As we talked, he pointed out that Islam seeks to unify religion and law, culture and politics. The courts enforce religious (Sharia) law, and in strict Muslim nations the mullahs, not the politicians, hold the real power. In contrast, the Muslim man reminded me, Christianity works best as a minority faith, a counter-culture. A recent book by Lee Beach, The Church in Exile, shows that throughout much of the Old Testament and all of the New Testament, God’s people operate as a minority within a surrounding culture that may well prove hostile. Beach calls for the church to establish “communities of engaged nonconformity” to show the world a better way to live—not by coercion, but by persuasion and example.
Historically, when Christians have reached a majority they too fall to the temptations of power in ways that are clearly anti-gospel. The blending of church and state may work for a time but it inevitably provokes a backlash, such as that seen in secular Europe today, where you find little nostalgia for Christendom.
Ajith Fernando, a writer and theologian from Sri Lanka, has this explanation for the recent turn toward violence: “Muslims believe their culture is superior because they think its features were dictated by God and reported verbatim in the Qur’an. So the Muslim extremists are humiliated over these defeats and some of them are responding by hitting out violently in anger. The Western leaders say they are fighting evil. The Muslim extremists feel that the West is evil and that they must protect righteousness by battling the West. So they hit targets that they associate with the West.”

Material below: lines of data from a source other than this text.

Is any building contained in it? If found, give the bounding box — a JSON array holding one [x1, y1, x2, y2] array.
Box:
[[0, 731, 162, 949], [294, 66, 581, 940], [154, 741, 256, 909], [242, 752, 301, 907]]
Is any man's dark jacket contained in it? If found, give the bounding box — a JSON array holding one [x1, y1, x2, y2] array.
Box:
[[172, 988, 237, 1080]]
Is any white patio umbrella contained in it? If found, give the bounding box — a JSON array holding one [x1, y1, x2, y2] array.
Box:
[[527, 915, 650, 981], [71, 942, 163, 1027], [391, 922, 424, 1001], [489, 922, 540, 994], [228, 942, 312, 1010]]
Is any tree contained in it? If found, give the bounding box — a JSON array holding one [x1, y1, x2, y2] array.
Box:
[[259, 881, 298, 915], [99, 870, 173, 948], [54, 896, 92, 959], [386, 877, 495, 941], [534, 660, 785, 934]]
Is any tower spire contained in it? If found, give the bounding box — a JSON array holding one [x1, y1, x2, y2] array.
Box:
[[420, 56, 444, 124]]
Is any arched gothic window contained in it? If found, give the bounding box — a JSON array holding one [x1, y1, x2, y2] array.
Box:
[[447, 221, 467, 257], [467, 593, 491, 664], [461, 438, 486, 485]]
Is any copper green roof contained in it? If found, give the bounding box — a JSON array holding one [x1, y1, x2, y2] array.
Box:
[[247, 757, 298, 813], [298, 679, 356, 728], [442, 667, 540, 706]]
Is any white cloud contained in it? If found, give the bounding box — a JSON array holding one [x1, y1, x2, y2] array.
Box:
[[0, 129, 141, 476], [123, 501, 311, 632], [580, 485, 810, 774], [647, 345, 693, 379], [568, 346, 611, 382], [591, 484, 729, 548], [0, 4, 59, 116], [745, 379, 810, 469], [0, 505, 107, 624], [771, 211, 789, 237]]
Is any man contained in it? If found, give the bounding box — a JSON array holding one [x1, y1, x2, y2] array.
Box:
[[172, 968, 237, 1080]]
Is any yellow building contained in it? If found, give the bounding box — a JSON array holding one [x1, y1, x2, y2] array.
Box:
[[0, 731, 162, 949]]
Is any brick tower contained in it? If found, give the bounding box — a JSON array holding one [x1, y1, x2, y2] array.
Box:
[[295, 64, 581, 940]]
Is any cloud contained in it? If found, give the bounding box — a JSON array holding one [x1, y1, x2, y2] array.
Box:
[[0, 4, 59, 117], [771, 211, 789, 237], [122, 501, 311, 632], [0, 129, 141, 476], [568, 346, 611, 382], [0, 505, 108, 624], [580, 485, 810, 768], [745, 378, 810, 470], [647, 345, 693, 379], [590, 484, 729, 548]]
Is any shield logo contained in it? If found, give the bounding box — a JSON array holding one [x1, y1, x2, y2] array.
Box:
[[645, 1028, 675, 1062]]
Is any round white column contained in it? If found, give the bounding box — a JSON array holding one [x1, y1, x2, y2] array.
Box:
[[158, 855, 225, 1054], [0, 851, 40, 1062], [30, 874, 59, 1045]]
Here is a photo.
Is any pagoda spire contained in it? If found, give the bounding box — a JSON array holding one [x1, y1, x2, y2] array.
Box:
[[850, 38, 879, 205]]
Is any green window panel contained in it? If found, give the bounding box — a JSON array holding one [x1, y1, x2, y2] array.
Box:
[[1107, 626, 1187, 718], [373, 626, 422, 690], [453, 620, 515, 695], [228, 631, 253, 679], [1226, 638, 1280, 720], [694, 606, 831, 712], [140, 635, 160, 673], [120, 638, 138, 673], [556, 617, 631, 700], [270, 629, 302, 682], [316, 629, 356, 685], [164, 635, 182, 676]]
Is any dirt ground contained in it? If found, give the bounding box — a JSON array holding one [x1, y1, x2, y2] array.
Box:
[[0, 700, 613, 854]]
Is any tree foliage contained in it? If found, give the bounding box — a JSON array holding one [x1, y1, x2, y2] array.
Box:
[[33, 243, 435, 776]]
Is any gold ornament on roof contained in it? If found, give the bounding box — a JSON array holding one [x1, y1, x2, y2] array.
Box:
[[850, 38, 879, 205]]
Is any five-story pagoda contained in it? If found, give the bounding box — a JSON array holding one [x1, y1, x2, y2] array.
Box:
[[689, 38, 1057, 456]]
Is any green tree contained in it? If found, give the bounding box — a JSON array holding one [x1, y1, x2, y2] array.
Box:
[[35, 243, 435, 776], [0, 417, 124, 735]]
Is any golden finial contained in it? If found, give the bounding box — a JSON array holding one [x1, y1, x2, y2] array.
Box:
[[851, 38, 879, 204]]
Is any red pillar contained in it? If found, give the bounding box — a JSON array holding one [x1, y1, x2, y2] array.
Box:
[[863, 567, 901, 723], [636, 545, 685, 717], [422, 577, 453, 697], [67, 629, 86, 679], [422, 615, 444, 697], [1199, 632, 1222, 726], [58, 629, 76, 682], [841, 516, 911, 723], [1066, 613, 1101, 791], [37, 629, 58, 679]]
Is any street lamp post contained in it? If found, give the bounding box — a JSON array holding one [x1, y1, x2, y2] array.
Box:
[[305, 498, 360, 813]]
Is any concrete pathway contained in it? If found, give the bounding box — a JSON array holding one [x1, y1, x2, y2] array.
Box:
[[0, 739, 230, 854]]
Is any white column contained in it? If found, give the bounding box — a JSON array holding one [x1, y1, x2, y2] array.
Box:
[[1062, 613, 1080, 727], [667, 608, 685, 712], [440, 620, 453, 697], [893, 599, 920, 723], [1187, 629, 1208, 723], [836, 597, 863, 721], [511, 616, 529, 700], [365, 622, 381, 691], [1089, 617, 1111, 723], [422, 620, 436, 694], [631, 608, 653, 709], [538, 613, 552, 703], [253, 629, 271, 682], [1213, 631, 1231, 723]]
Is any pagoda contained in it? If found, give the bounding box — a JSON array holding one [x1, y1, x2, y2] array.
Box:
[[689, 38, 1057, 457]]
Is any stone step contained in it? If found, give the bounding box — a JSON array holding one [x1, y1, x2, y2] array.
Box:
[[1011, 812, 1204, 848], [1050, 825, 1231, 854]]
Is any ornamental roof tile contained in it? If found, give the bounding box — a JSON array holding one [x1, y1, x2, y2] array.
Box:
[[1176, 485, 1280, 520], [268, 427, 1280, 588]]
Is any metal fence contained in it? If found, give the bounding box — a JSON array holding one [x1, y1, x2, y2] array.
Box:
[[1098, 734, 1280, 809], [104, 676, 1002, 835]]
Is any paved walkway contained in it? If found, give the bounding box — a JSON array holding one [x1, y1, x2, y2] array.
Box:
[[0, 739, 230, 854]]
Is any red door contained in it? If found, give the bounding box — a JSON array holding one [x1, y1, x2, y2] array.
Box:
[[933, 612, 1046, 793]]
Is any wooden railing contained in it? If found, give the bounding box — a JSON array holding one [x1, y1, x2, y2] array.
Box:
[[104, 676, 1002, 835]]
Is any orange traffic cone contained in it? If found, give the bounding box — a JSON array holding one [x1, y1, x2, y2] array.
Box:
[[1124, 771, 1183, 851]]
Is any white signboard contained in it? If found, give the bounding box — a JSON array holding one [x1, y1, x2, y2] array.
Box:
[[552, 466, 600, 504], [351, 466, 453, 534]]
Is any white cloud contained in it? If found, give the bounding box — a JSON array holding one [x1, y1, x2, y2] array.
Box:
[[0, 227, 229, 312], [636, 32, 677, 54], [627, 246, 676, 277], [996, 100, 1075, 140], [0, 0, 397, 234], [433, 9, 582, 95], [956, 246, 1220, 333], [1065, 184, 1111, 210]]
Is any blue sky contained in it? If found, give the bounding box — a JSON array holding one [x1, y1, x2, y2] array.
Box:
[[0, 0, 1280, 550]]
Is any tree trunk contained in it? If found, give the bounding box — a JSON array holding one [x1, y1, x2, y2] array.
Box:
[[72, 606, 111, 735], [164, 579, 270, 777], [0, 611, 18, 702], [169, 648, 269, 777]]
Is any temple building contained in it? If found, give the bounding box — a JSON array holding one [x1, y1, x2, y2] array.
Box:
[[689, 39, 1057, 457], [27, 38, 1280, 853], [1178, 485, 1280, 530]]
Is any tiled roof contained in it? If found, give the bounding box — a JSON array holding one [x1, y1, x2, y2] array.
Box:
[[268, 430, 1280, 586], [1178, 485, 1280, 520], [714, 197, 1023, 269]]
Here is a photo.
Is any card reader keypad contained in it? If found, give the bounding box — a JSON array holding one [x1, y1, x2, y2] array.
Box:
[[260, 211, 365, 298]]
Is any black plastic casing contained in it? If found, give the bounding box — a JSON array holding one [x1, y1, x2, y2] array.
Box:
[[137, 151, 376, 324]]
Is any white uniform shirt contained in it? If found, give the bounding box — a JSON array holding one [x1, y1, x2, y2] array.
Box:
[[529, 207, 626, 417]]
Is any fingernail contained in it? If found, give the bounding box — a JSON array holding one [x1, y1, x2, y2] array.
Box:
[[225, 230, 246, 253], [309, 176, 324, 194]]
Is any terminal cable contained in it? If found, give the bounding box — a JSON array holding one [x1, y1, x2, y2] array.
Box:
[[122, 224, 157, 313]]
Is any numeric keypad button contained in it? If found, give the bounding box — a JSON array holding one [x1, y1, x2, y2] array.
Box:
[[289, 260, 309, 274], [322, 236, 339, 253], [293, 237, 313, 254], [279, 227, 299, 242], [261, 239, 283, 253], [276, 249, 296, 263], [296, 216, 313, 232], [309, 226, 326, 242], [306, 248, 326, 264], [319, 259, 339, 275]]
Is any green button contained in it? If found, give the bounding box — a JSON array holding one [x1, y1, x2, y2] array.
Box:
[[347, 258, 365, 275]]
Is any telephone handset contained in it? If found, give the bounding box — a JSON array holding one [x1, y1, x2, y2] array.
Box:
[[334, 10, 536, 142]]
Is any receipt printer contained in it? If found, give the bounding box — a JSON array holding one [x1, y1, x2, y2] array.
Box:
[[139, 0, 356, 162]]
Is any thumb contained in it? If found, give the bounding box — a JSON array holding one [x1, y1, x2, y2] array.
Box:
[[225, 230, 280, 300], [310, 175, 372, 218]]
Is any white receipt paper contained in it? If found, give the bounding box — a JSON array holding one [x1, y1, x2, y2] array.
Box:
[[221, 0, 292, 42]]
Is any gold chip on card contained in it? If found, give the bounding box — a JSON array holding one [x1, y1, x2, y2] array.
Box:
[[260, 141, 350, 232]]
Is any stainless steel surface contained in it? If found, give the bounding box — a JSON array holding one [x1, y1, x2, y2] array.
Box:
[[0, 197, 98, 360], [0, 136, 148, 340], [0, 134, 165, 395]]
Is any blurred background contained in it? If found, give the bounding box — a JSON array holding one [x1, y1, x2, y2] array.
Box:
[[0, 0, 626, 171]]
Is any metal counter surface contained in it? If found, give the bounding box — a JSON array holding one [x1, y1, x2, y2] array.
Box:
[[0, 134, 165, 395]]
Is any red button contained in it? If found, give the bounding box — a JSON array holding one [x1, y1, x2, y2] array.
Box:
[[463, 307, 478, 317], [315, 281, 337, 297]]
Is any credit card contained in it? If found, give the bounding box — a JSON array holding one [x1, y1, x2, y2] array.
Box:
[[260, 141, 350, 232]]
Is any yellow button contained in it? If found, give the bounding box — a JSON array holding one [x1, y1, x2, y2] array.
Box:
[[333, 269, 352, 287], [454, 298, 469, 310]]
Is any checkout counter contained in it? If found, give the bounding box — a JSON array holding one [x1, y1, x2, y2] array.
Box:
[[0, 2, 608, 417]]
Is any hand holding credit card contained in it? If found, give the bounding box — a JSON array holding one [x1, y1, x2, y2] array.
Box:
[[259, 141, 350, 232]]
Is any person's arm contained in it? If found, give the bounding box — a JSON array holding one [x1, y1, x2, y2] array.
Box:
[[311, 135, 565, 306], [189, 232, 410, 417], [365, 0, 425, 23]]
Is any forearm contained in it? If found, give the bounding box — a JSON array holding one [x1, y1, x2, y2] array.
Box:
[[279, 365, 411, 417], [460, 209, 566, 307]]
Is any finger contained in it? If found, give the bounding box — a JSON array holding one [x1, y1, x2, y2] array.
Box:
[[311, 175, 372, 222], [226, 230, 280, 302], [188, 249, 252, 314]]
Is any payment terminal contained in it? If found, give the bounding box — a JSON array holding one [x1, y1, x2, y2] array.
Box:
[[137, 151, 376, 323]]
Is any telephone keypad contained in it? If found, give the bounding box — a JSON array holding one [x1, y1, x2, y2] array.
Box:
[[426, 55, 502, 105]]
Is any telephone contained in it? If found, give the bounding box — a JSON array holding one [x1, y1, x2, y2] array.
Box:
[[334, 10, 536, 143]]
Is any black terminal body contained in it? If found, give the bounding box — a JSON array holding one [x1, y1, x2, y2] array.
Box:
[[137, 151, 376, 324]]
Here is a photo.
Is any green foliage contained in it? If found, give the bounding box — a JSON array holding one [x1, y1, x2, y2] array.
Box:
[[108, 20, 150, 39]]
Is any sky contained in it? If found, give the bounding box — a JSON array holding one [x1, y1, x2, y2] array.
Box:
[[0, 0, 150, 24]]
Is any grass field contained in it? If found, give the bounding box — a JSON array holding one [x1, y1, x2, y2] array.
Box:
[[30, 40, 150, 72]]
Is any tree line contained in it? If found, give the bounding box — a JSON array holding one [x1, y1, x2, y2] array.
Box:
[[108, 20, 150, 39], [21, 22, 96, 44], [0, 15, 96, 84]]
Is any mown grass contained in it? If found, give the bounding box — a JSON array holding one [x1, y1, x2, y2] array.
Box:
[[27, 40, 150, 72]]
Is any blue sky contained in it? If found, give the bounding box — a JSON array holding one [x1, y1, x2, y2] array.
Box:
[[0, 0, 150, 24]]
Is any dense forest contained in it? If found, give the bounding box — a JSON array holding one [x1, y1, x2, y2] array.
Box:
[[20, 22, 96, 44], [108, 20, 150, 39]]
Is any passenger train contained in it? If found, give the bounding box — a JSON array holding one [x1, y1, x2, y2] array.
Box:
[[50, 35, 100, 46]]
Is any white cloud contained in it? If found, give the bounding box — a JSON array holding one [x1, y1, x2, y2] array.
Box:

Americans and Europeans understand the difference between a committed Christian who accepts Jesus as a model for living and a cultural Christian who happens to live in a nation with a Christian heritage, but not everyone elsewhere can make that distinction. Much of the world, in fact, draws conclusions about Christians by watching MTV, online pornography, and movies glorifying violence. To them, celebrities like Miley Cyrus, Charlie Sheen, and Kim Kardashian (or, more confusingly, her transgender step-father) personify “the Christian West” as much as Billy Graham and Pope Francis do.
It seems the entire world has now arrayed itself against ISIS, a relatively small group of zealots who welcome the opposition. Do they represent the death throes of a distorted theology or the beginning of yet another long-term ideological conflict? Post-Christian Europe can muster a police response but no real ideology to counter its attackers. As a German friend told me, “We are baffled by people willing to blow themselves up for a cause in which they believe. Most of us find it difficult to articulate what we are living for, much less what we might be willing to die for.”
Jesus came as God’s messenger of love, and chose to serve rather than to dominate, to die rather than to kill. Such a time as this calls for a vigorous faith from his followers, “communities of engaged nonconformity.”
Can we respect and dignify the majority of Muslims while simultaneously striving to root out the extremist minority? Can we resist the temptation toward vigilantism and prejudice against all Muslims? Can we not only accept them as neighbors but love them, as Jesus commanded? Can we live in a way that demonstrates to the Muslim world that “the Christian West” does not equal decadence, just as “the Muslim world” does not equal extremism? Can we maintain our cherished values of freedom and justice while under assault from forces that undermine them?
ISIS has proved how a dedicated minority of zealots can disrupt the world. What can Christians do to show the troubled world another, better way?